Guibert Cinéma nous rappelle à quel point la France regorge d’artistes aux potentiels énormes mais dont les vicissitudes de la vie ou le manque de compréhension de leurs pairs marginalisent le travail, dont la portée artistique n’est honorée que trop tardivement. Les quelques cinquante-huit minutes que dure le documentaire consacré à Hervé Guibert dressent le portrait passionnant d’une sorte d’Arthur Rimbaud du XXe siècle. Et les similitudes ne manquent pas. A commencer par la très grande beauté des deux hommes qu’un photo-portrait éternise, l’impertinence géniale qui les caractérise, l’homosexualité comme libre pratique sexuelle, aux conséquences fâcheuses pour l’un d’eux, et une nécessité poétique et empirique pour l’autre. Enfin, leurs passions et leurs buts artistiques mal compris de leur vivant.
La qualité et la pertinence des entretiens permettent de cerner très efficacement le personnage d’Hervé Guibert et ses souhaits de devenir réalisateur de longs métrages. Une assurance certaine en ses capacités et une volonté farouche d’être le seul maître à bord (utopie de tout réalisateur dont le fait d’entendre le nom de Kubrick est synonyme de liberté) ont été pour lui un handicap dont le talent accompli de photographe et d’écrivain, selon Raymond Bellour, ont fini d’écarter du 7e art.
Les extraits vidéos enrichissent les témoignages des différents intervenants en nous montrant l’image d’un homme dans laquelle se traduit la volonté d’expliquer « son art », sa timidité innée, son envie de vivre et sa volonté, à travers ses ultimes essais cinématographiques, tant technique que lyrique, d’intégrer la grande famille du cinéma.

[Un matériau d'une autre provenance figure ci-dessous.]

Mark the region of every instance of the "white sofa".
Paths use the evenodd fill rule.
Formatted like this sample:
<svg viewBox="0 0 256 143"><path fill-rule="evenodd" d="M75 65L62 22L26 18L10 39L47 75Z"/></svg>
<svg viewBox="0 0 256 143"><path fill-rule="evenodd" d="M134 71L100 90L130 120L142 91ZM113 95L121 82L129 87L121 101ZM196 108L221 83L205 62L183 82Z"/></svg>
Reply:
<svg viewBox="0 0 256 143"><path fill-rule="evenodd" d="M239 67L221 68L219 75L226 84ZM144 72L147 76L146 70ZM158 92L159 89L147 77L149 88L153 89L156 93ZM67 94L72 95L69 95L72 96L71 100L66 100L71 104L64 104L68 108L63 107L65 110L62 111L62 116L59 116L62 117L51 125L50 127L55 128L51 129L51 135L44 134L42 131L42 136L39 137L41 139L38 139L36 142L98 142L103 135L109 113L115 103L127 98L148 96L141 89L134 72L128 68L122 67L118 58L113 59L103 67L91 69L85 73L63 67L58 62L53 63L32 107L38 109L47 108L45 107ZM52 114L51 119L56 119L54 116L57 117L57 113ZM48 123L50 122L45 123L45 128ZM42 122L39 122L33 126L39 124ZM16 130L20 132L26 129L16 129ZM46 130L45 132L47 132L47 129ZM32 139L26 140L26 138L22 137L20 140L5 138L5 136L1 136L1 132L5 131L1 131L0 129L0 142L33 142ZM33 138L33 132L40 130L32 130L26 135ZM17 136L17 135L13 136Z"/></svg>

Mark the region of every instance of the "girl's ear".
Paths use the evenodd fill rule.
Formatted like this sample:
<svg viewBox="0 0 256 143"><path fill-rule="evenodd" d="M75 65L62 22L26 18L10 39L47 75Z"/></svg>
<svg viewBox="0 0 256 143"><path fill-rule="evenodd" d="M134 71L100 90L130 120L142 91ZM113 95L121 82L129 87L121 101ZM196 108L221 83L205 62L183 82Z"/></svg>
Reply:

Trois entretiens, dont une interview audio d’Isabelle Adjani, qui sont à considérer comme des chapitres supplémentaires au documentaire. Le premier, avec Dominique Issermann et Agathe Godard, explore un peu plus profondément la jeunesse d’Hervé Guibert et fait une définition « agréable » de la photographie et de la différence entre un artiste poussé par l’ambition ou inspiré par sa passion.
Le deuxième entretien propose une étude succincte et très efficace de l’œuvre d’Hervé Guibert et de sa signification. Notamment son désir d’observer la part de faiblesse des personnes que l’on présente comme des stars, placées dans l’inconscient collectif au-dessus de la moyenne de la population, mais dont la part de ténèbres n’en ait pas moins présente et très puissante. Et pour finir l’interview audio d’Isabelle Adjani: une belle histoire entre les deux artistes où se mêlent discorde, vénération réciproque et regrets, doublée de l’impression de la célèbre actrice que la trop grande sensibilité d’Hervé Guibert faisait naître en lui des émotions très pénibles à vivre et surtout très difficiles à exprimer.


De prime abord, ce film semble être une suite animée de son œuvre (on retrouve notamment le même type de mise en scène, et par moment les mêmes « acteurs » que sur ses photos). Hervé Guibert savait que le Cinéma permettait une nouvelle approche de l’Art, comme si « les arts » qui composent le cinéma proposaient un nouveau questionnement sur la définition qu’ils doivent maintenant se donner, puisque le cinéma « est passé par là ». En cela son film est un essai intéressant et surtout une volonté de se définir lui-même au monde par différents portraits où la Mort l’attendait patiemment dans le coin d’un angle mort.